Time, expectation, comparision, subjunctivity,
visualization, introspection, and reference. I haven't defined any
of these terms yet. (Most are discussed in 3: Cognition,
although you can jump ahead to Appendix A: Glossary if you're
impatient.) Nonetheless, these are some of the basic attributes that
are present in human world-models, and which are Necessary (But Not Sufficient)
for the existence of high-level features such as causality,
intentionality, goals, memory, learning, association, focus,
abstraction, categorization, and symbolization.
| NOTE: |
I mention that list of features to illustrate what will probably
be one of the major headaches for AI designers: If you design a system
and forget to allow for the possibility of expectation,
comparision, subjunctivity, visualization, or whatever,
then you'll either have to go back and redesign every single component
to open up space for the new possibilities, or start all over from scratch.
Actualities
can always be written in later, but the potential has to be there
from the beginning, and that means a designer who knows the requirements
spec in advance. |
- 1: After some soul-searching, I decided to use "his"
instead of "vis", since (a) hunter-gatherer societies are often blatantly
sexist; (b1) I'd have no qualms about using "his" or "her" if we were talking
about Alice and Bob in cryptography; (b2) from a cosmic perspective, one
occupation has no greater significance than the other.
- 2: It is very likely that human intelligence derives
not from the need to outwit tigers, but the need to outwit other humans.
(See conspecifics, and sexual selection in
the glossary.) Hopefully, none of this will hold true of AIs.
It's just an important thing to know about humans.
- 3: Philosophers
have been wrestling with this problem, "the meaning of meaning", for ages.
Attempts to create a mathematical definition are probably doomed; there
are no selection pressures in favor of reasoning processes which are precisely
definable and provably correct. Evolution favors the creation of
useful
models - that is, models whose use promotes inclusive reproductive fitness.
In some cases, such as tribal politics, selection pressures may have favored
inaccurate, observer-biased models, with consequent problems for modern-day
humanity.
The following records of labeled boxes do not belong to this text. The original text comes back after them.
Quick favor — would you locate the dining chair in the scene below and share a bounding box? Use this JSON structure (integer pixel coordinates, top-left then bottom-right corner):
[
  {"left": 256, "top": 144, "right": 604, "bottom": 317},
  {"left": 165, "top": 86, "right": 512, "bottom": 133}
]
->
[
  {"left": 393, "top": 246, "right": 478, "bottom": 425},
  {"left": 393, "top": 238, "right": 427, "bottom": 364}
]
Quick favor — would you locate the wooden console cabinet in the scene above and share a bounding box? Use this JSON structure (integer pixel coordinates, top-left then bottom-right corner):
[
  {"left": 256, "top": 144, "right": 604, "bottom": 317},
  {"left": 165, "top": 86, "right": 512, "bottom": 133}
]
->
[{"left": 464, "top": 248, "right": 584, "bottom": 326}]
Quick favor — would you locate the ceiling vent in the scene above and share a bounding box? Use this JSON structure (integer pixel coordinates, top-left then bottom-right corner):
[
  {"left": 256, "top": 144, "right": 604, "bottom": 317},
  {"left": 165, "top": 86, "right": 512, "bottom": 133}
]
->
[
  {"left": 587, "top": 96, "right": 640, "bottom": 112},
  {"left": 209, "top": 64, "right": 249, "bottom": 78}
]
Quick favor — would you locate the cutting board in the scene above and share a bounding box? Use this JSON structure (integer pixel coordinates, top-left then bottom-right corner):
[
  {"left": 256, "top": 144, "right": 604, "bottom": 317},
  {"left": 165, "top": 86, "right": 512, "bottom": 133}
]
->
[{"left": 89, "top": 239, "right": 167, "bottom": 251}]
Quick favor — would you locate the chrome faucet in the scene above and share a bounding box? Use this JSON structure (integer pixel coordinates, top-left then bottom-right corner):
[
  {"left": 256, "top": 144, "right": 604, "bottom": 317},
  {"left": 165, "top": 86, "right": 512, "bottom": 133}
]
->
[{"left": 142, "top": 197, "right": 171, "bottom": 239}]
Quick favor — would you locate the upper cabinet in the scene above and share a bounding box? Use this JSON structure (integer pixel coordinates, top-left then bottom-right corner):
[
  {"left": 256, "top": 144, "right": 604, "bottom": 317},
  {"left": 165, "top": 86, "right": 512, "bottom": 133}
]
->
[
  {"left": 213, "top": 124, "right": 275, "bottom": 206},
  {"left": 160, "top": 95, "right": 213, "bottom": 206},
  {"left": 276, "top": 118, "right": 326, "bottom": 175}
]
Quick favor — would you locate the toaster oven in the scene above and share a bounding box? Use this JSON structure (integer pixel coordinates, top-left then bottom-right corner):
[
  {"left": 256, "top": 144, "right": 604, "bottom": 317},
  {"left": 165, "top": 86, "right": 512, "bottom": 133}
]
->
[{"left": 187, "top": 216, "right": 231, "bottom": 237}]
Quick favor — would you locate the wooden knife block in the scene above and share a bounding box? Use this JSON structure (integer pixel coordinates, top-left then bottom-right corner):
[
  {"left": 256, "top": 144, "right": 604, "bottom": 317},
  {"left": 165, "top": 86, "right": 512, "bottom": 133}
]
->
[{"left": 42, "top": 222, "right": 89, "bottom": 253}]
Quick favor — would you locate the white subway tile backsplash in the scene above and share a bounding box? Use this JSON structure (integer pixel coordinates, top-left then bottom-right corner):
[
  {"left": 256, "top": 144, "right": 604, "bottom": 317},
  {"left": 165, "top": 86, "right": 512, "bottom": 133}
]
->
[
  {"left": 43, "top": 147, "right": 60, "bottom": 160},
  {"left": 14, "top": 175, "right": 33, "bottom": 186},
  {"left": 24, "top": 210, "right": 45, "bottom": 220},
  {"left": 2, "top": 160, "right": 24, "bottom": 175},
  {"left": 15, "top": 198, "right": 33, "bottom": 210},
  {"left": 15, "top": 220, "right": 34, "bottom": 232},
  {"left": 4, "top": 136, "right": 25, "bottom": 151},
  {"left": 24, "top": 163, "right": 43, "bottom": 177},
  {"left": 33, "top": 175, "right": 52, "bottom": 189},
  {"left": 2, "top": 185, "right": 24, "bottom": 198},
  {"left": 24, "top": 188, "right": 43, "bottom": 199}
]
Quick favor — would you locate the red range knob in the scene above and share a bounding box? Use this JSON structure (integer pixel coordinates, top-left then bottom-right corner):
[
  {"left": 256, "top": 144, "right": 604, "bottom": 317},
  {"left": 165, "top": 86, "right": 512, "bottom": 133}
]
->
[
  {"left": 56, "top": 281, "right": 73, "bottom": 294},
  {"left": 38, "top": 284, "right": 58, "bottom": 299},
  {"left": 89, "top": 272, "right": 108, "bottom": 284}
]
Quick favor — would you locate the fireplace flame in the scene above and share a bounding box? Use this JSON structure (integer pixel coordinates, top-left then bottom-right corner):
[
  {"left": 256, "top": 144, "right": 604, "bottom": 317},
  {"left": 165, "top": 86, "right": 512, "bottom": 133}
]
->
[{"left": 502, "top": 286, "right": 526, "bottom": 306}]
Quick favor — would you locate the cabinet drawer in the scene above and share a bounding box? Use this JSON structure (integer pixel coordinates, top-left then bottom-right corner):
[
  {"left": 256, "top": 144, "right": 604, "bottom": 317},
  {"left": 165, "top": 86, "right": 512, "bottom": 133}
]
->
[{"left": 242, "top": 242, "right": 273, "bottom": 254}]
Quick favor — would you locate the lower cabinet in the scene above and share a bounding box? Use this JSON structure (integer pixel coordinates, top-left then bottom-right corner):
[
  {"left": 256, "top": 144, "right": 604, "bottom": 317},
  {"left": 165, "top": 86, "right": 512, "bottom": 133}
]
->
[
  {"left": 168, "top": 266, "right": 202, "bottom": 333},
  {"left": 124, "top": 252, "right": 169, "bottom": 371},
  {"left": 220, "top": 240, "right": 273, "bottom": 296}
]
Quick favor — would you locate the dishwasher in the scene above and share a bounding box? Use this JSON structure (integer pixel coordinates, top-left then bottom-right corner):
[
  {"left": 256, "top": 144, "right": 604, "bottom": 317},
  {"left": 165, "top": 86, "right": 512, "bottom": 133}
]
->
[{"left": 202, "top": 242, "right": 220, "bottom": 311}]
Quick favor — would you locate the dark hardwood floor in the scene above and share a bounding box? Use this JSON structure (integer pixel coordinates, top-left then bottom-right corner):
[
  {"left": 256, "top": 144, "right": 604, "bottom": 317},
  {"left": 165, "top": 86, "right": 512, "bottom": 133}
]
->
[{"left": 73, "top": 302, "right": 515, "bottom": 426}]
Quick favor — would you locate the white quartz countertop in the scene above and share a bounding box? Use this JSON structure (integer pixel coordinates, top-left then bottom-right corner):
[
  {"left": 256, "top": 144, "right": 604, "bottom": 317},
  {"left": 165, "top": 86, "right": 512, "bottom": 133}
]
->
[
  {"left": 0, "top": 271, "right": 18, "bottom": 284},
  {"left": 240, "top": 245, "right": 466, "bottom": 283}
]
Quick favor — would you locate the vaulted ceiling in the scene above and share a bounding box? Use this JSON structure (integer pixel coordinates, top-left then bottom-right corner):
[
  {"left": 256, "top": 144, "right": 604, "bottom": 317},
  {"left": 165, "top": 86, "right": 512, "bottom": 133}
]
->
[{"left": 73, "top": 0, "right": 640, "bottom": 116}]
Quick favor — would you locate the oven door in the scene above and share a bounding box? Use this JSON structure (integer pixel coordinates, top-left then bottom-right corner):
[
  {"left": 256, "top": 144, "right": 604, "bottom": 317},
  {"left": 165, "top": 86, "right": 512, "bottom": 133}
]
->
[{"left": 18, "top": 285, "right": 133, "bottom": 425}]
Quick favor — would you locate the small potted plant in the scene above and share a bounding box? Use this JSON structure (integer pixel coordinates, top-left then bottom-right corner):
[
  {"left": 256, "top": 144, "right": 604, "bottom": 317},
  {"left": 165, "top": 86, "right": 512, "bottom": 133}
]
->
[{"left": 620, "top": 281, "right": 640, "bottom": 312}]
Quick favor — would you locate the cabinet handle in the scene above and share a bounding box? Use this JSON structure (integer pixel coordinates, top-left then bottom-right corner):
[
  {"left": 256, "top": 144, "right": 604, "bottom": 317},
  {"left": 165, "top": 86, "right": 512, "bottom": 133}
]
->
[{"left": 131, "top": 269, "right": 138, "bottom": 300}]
See also Interlude: The Consensus and the Veil of Maya.
- 4: This may
sound like the setup for one of those jokes that ends with the physicist
saying "First, assume a spherical chicken...", but the billiard-ball domain
is complex enough to pose nearly every problem that would be faced by a
real-world AI, including uncertainty. Even if sensory information
is perfect and complete, the internal model is still uncertain -
will spending 30 CPU-seconds on a problem-solving strategy yield results,
or just another blind alley?
- 5: Since
a mapping inherently requires a mapper, I do not believe that there is
any way to mathematically define a sensory binding in an observer-independent
fashion. In fact, I do not believe there is any way to define any
binding in an observer-independent way. I do not believe there is
any mathematical way to define when Turing-computable process
A instantiates Turing-computable process B. I've tried.
- 6: In an uncertain
world, the AI would need to be able to recognize if a plan had worked,
and re-plan if the actions did not have the predicted results. Smart
minds design plans that bear in mind the possibility of error.